Evolocumab reduces MACE by 29% in patients with BMI greater than or equal to 35 kg/m

This randomized controlled trial evaluated the efficacy and safety of evolocumab in 27,564 patients with stable atherosclerotic cardiovascular disease. The study was designed as a prespecified analysis to determine if patient body mass index (BMI) influenced the treatment effect of evolocumab on major adverse cardiovascular events (MACE). MACE was defined as cardiovascular death, myocardial infarction, stroke, hospitalization for unstable angina, or coronary revascularization.

The intervention group received evolocumab, while the control group received a placebo. The median follow-up period for the study was 2.2 years. Researchers analyzed the primary outcome across different BMI strata to identify potential interactions between patient weight and treatment efficacy.

Primary outcome results showed significant risk reductions for all BMI categories. In patients with a BMI <30 kg/m, evolocumab resulted in an 11% reduction in MACE (HR: 0.89; 95% CI: 0.81-0.98). For patients with a BMI between 30 and <35 kg/m, the relative risk reduction was 14% (HR: 0.86; 95% CI: 0.75-0.98).
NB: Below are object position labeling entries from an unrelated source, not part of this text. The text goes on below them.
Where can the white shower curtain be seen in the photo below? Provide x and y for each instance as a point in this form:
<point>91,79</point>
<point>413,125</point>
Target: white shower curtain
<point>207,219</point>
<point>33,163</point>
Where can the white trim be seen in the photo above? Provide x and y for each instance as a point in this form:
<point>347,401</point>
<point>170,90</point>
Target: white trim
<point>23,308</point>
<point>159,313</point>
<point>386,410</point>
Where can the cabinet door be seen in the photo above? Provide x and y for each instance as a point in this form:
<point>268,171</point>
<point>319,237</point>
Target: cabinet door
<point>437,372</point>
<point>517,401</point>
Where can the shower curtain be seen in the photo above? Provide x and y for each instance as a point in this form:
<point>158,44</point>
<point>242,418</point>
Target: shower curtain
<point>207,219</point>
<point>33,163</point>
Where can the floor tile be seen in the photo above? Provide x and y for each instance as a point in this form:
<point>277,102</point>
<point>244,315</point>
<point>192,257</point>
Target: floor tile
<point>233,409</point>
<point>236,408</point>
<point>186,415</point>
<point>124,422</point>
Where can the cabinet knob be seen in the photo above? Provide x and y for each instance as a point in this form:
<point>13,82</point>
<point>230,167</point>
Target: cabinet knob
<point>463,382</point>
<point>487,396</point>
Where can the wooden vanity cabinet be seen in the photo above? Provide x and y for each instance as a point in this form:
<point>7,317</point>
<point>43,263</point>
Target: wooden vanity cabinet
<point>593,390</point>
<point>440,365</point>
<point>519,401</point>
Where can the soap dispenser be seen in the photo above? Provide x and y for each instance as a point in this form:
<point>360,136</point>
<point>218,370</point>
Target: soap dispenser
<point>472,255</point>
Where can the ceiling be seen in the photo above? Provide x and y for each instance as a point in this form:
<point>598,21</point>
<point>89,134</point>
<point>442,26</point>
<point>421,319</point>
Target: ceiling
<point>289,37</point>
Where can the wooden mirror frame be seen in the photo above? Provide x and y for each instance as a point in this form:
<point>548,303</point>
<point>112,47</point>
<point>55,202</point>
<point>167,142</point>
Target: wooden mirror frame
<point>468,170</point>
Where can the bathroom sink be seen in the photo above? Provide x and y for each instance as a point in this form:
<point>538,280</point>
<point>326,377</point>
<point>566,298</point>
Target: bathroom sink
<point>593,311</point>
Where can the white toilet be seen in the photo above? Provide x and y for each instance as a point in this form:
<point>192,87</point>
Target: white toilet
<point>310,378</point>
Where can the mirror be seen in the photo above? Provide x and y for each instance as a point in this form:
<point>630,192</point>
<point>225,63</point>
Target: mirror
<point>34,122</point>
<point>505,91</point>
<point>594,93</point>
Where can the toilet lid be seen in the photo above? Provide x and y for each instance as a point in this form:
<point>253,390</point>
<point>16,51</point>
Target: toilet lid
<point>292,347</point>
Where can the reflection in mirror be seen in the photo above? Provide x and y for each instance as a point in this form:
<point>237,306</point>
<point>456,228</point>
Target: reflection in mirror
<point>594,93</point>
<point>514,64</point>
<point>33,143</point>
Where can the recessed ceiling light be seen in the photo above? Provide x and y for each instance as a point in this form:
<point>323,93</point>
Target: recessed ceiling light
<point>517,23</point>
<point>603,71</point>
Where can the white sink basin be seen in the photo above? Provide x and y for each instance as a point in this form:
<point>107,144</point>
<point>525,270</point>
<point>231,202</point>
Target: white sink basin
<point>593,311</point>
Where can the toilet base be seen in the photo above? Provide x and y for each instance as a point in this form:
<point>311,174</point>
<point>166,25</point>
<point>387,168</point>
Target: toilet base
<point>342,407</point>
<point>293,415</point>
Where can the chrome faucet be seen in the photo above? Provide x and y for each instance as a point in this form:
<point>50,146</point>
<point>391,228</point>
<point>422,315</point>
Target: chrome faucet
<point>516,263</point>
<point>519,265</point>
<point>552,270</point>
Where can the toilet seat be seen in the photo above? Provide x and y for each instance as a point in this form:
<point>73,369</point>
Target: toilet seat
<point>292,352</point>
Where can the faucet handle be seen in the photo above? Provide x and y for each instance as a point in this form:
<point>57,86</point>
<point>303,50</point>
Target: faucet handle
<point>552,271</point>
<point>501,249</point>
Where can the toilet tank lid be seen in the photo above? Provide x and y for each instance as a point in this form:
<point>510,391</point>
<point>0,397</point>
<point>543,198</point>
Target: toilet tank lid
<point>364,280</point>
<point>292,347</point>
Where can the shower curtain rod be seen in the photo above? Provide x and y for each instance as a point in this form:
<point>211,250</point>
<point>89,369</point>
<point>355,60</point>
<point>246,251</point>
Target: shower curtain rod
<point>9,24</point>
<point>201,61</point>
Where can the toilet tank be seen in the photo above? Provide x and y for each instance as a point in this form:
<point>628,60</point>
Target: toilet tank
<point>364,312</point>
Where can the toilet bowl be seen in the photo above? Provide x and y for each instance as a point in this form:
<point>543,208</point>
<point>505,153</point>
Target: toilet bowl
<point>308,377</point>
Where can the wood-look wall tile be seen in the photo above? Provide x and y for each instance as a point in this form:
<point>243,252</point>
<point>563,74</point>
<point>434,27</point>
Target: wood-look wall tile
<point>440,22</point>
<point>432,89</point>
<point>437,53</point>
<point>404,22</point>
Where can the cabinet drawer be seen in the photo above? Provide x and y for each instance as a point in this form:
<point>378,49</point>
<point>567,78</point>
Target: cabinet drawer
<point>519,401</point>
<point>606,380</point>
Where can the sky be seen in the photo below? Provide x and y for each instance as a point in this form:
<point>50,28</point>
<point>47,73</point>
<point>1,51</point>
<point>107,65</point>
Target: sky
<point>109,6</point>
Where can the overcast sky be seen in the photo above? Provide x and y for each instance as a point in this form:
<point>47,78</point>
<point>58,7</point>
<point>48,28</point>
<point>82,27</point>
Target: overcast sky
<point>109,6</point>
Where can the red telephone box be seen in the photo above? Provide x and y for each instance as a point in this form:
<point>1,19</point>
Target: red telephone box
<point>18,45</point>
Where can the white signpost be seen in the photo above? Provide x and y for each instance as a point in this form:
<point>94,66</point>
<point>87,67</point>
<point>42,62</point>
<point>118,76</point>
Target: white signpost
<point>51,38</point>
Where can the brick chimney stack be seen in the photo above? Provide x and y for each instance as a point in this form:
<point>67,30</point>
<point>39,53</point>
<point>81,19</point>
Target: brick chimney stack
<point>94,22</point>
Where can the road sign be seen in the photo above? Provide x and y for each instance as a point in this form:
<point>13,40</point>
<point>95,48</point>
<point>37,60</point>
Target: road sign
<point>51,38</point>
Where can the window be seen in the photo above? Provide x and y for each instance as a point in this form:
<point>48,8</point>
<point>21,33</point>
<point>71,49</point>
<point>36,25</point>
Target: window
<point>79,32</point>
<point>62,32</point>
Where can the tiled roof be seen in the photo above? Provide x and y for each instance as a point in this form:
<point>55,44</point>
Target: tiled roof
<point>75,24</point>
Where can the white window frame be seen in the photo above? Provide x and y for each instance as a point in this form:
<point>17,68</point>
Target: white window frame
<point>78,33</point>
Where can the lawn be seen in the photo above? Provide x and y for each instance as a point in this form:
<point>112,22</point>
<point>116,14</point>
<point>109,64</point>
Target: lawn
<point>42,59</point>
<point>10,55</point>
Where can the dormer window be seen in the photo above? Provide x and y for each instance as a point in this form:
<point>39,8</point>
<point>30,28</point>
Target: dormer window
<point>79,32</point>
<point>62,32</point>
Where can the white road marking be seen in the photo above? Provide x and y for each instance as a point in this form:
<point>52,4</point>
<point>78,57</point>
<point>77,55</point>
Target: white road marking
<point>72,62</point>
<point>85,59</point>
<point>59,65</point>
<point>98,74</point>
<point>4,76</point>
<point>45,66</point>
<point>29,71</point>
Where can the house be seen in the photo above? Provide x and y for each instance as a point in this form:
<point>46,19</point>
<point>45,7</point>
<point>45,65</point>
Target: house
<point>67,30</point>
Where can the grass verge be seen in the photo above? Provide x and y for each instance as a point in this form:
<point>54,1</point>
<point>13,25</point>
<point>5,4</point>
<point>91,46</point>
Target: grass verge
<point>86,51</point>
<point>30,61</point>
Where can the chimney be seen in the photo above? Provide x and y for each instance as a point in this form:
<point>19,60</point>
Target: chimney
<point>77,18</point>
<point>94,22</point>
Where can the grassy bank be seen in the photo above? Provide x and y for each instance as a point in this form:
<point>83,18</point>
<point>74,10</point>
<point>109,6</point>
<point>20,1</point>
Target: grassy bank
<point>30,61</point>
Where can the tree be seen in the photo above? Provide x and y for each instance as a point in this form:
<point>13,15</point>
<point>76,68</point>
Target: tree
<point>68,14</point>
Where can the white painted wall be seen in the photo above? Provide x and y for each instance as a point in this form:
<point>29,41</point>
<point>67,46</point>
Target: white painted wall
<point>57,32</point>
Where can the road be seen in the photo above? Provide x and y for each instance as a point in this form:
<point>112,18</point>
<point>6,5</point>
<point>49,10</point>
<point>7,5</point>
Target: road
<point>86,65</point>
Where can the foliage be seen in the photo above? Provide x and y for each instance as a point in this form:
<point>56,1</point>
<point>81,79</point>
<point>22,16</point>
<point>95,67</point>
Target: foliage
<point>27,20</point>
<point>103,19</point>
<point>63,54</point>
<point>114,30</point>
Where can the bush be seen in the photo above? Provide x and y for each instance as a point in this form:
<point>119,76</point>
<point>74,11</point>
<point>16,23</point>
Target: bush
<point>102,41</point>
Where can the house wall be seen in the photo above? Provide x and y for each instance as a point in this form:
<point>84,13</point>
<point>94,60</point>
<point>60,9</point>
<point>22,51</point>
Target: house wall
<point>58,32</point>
The most substantial relative risk reduction was observed in patients with a BMI ≥35 kg/m, who experienced a 29% reduction in MACE (HR: 0.71; 95% CI: 0.59-0.86).

Absolute risk reductions were also reported across the groups. Patients with a BMI <30 kg/m saw an absolute risk reduction of 1.4%. Those with a BMI between 30 and <35 kg/m had an absolute risk reduction of 1.8%. The largest absolute risk reduction was observed in the highest BMI category (≥35 kg/m), which recorded a 5.7% reduction. A statistically significant interaction between BMI and treatment arm for primary endpoint reduction was observed (P for interaction = 0.025), indicating that the relative risk reduction increased progressively with higher BMI categories.
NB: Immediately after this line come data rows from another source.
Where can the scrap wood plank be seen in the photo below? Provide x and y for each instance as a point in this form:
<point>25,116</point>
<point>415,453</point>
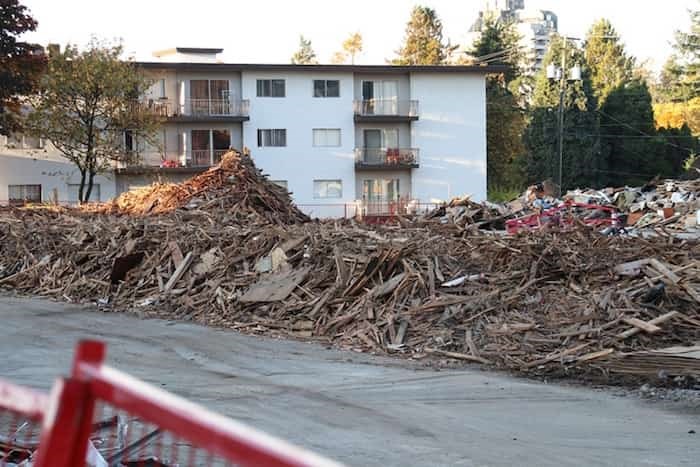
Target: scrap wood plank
<point>178,272</point>
<point>643,325</point>
<point>595,355</point>
<point>658,320</point>
<point>387,287</point>
<point>175,253</point>
<point>275,287</point>
<point>663,269</point>
<point>458,356</point>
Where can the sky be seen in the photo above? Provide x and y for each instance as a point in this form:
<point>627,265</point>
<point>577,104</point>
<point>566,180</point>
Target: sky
<point>253,31</point>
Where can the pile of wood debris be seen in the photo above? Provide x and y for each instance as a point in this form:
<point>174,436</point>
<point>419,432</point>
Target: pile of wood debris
<point>234,184</point>
<point>552,303</point>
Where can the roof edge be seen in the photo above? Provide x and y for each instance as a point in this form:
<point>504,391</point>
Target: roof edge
<point>485,69</point>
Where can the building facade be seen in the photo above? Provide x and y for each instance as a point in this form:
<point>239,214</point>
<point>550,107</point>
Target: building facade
<point>334,135</point>
<point>535,28</point>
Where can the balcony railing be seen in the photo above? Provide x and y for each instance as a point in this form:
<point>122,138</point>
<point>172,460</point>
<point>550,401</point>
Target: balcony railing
<point>207,157</point>
<point>385,107</point>
<point>217,107</point>
<point>383,157</point>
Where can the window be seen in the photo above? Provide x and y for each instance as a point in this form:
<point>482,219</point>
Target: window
<point>22,193</point>
<point>272,138</point>
<point>270,88</point>
<point>73,192</point>
<point>325,137</point>
<point>324,189</point>
<point>326,88</point>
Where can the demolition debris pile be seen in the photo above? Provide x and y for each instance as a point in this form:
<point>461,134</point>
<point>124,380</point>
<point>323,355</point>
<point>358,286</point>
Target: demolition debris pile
<point>547,302</point>
<point>235,185</point>
<point>671,206</point>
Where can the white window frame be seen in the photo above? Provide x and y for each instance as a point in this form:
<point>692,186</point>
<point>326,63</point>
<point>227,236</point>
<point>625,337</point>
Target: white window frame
<point>23,192</point>
<point>260,90</point>
<point>274,135</point>
<point>321,185</point>
<point>323,136</point>
<point>325,88</point>
<point>95,194</point>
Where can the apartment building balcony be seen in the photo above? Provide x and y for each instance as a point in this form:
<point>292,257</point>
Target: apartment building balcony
<point>207,157</point>
<point>386,158</point>
<point>213,110</point>
<point>385,110</point>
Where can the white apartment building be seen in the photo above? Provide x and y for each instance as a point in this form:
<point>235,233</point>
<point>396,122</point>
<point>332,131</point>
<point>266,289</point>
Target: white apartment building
<point>334,135</point>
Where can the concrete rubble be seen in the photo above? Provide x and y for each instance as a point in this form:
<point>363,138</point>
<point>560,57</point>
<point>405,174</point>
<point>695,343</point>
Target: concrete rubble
<point>229,249</point>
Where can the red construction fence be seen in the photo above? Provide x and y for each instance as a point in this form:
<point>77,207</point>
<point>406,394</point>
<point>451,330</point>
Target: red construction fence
<point>101,417</point>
In terms of baseline risks, the study noted that in the placebo arm, every 5-unit increase in BMI above 30 kg/m was associated with an 11% higher risk of the primary endpoint (HR: 1.11; 95% CI: 1.02-1.21).

Safety and tolerability data, including specific adverse event rates or discontinuation rates, were not reported in the provided data. However, the study design as a randomized controlled trial allows for a direct association between evolocumab treatment and the observed reduction in MACE.

These results provide evidence that while evolocumab is effective across all BMI levels, the relative magnitude of benefit increases significantly in patients with higher body mass indices. This finding is clinically relevant because it suggests that the impact of PCSK9 inhibition may be more pronounced in patients with obesity or high BMI, who often present with a higher baseline risk for cardiovascular events.\n Methodological limitations include the lack of reported safety data and specific details regarding the study setting. While the P-value for interaction (0.025) supports the trend of increasing benefit with higher BMI, it is important to note that absolute risk reductions remain relatively small across all groups (ranging from 1.4% to 5.7%).

Clinical implications suggest that clinicians may find evolocumab particularly impactful for patients with a BMI ≥35 kg/m due to the 29% relative risk reduction. However, practitioners should consider both absolute and relative risks when making treatment decisions. Questions remain regarding the long-term safety profile and how these results translate into specific clinical guidelines for overweight versus obese populations.